Ma Patrick C H, Chan Keith C C
Department of Computing, the Hong Kong Polytechnic University, Hong Kong, China.
IEEE Trans Biomed Eng. 2009 Jul;56(7):1803-9. doi: 10.1109/TBME.2009.2015055. Epub 2009 Feb 20.
Many existing clustering algorithms have been used to identify coexpressed genes in gene expression data. These algorithms are used mainly to partition data in the sense that each gene is allowed to belong only to one cluster. Since proteins typically interact with different groups of proteins in order to serve different biological roles, the genes that produce these proteins are therefore expected to coexpress with more than one group of genes. In other words, some genes are expected to belong to more than one cluster. This poses a challenge to gene expression data clustering as there is a need for overlapping clusters to be discovered in a noisy environment. For this task, we propose an effective information theoretical approach, which consists of an initial clustering phase and a second reclustering phase, in this paper. The proposed approach has been tested with both simulated and real expression data. Experimental results show that it can improve the performances of existing clustering algorithms and is able to effectively uncover interesting patterns in noisy gene expression data so that, based on these patterns, overlapping clusters can be discovered.

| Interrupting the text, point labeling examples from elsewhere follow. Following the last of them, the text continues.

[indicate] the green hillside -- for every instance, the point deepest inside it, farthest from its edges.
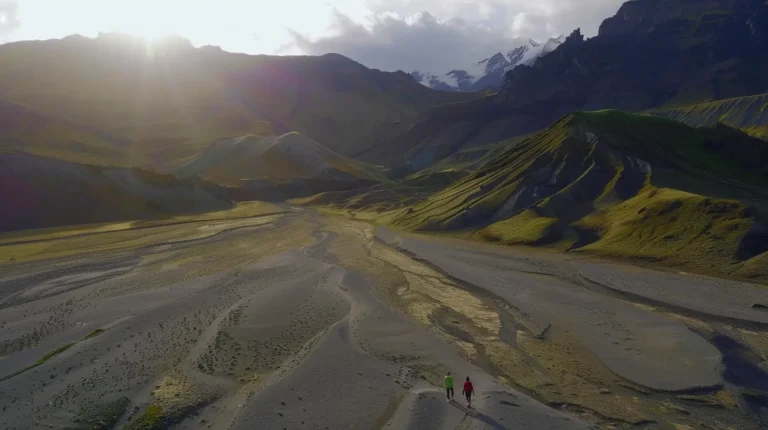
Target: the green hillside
(40, 192)
(274, 158)
(614, 184)
(749, 114)
(169, 101)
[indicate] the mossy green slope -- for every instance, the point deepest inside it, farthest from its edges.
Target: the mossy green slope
(749, 114)
(171, 100)
(616, 184)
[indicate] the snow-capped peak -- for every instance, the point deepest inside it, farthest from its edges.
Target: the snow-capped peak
(490, 71)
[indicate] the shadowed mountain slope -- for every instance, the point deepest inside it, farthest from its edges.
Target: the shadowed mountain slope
(170, 100)
(42, 192)
(619, 184)
(275, 159)
(651, 54)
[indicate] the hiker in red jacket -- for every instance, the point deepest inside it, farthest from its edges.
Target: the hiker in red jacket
(468, 391)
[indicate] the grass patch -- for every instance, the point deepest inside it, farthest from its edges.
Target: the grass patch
(94, 333)
(672, 226)
(152, 418)
(527, 228)
(40, 361)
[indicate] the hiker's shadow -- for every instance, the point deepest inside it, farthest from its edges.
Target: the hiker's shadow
(480, 417)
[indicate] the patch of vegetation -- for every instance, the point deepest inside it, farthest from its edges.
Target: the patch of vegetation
(748, 114)
(527, 228)
(102, 417)
(153, 418)
(94, 333)
(40, 361)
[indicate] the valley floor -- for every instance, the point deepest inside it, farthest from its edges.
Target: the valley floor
(290, 319)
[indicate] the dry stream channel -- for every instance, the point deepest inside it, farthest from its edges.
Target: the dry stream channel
(301, 320)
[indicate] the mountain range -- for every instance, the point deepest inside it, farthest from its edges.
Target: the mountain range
(488, 73)
(659, 121)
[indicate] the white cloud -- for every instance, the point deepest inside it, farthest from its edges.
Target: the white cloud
(386, 34)
(9, 21)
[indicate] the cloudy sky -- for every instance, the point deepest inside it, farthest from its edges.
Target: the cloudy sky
(428, 35)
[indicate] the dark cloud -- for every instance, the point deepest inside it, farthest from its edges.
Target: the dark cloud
(8, 17)
(453, 33)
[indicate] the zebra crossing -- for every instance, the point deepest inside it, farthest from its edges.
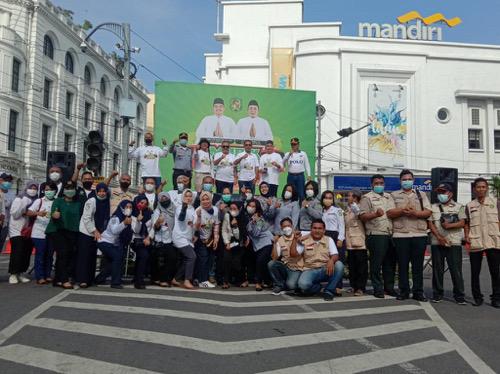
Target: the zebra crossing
(234, 331)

许多现有的聚类算法已被用于识别基因表达数据中的共表达基因。这些算法主要用于对数据进行划分,即每个基因只允许属于一个簇。由于蛋白质通常与不同的蛋白质组相互作用以发挥不同的生物学作用,因此产生这些蛋白质的基因预计会与不止一组基因共表达。换句话说,一些基因预计会属于不止一个簇。这给基因表达数据聚类带来了挑战,因为需要在噪声环境中发现重叠簇。针对此任务,我们在本文中提出了一种有效的信息理论方法,该方法由初始聚类阶段和第二个重新聚类阶段组成。所提出的方法已通过模拟和真实表达数据进行了测试。实验结果表明,它可以提高现有聚类算法的性能,并能够有效地在噪声基因表达数据中发现有趣的模式,从而基于这些模式发现重叠簇。